The immortal words of pop icon Cher, “This is a song, for the lonely. Can you hear me tonight? For the broken hearted, battle scarred…” have never rang more true for me then during my most recent theatrical experience at the SoHo Playhouse, where the new play Southern Discomfort,written and performed by Elisabeth Gray, is currently playing on Monday nights. This powerhouse anthem to all who have felt loneliness in their lives (and truthfully, who hasn’t?) might actually be a bit too upbeat for the extremely lost and broken souls we meet in this play. Whether these words of loneliness are being belted out by Cher or brought vibrant to life by a truly gifted actress, their emotional impact still resonates.
In just over an hour, Ms. Gray remarkably portrays six different characters in this one-woman show that are all at different stages of loneliness and isolation. Southern Discomfort is a vivid and often disturbing look into the American South and the fascinating people who inhabit it. Ms. Gray has created a show based on real people and interactions she has had with Southerners in her life. As a native of the South, Ms. Gray has crafted a piece of theatre that showcases her amazing acting strengths, but more important is the emotional depth and truth she has discovered in these real-life stories she has collected over the years.
Many times throughout the show, one will find uncomfortable laughter as a coping mechanism to deal with the issues of racism, sexism, homophobia, gun control, mental illness, and vanity that these characters bring to the table. Southern Discomfort easily finds humor in everyday situations, aptly earning its title by effectively evoking discomfort. Cheri Kane, a 52-year-old delivering a speech to the Olive Branch Mississippi Women’s Historical Society the day they are accepting their first African-American member, and Josh Robinson Riddle, the 19-year-old whose father accidentally shot off his right hand because he appeared to be involved in a compromising homosexual position with a friend, are easy to dismiss as “a typical Southern” on the surface, however the compassion and heart Ms. Gray is able to find struck me as particularly profound. Soon that uncomfortable laughter and discomfort dissipates and you are left with the challenging act of figuring out just how different these people are from you. During the monologue entitled “Gymnasium Eulogy,” a 63-year-old William Ernest Fells questions “I don’t know how people end up so lonely together?” as he delivers his first ever eulogy for his recently deceased wife. Throughout the eulogy William admits to loving his wife, yet we learn that they met on the day their cars collided on the side of the road, in turn paralyzing his then soon-to-be wife. William’s confusion and feelings of isolation bring to life an emotional state we have all been in during a time of grieving or that feeling of wanting something more when stuck in a broken or fractured relationship. This is another example of the emotional paradox that this little play channels.

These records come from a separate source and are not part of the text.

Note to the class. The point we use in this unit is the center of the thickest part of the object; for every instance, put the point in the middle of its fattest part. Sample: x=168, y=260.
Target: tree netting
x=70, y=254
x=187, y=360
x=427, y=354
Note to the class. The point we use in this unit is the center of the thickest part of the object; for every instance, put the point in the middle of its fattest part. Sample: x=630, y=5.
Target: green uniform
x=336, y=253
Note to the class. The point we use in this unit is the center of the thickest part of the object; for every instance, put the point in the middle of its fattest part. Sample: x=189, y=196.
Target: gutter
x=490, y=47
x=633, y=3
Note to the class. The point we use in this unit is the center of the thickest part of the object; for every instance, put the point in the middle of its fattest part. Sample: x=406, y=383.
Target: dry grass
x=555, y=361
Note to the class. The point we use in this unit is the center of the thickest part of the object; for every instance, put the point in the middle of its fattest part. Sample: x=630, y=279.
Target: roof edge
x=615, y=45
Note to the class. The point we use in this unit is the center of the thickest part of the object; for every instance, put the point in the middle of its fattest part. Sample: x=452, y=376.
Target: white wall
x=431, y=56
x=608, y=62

The set, lighting, and costume designs for this show are effectively simple and fitting. One of the best parts of any one-person show, especially a show where there are multiple characters, is watching your leading player skillfully transition between characters. Elisabeth Gray accomplishes this task with a few simple props and costumes and creates fully-realized characters by the slight change of posture and modulation of her voice and accent. Daniel Zimbler’s direction is clear and honest and supports the main theme of loneliness.
As humans we are all emotionally rich, vibrant, and vivid to our cores, and Southern Discomfort brings the good, bad, marvelous, offensive, comic, and tragic parts of life to the front burner. Perhaps Cher isn’t your cup of tea on a day when you are feeling particularly lonely or vulnerable. But let’s face it. We all have our “go to” songs or places when in such a mood. It’s these similarities that make us more alike then different. And that’s one of the most beautiful parts of life.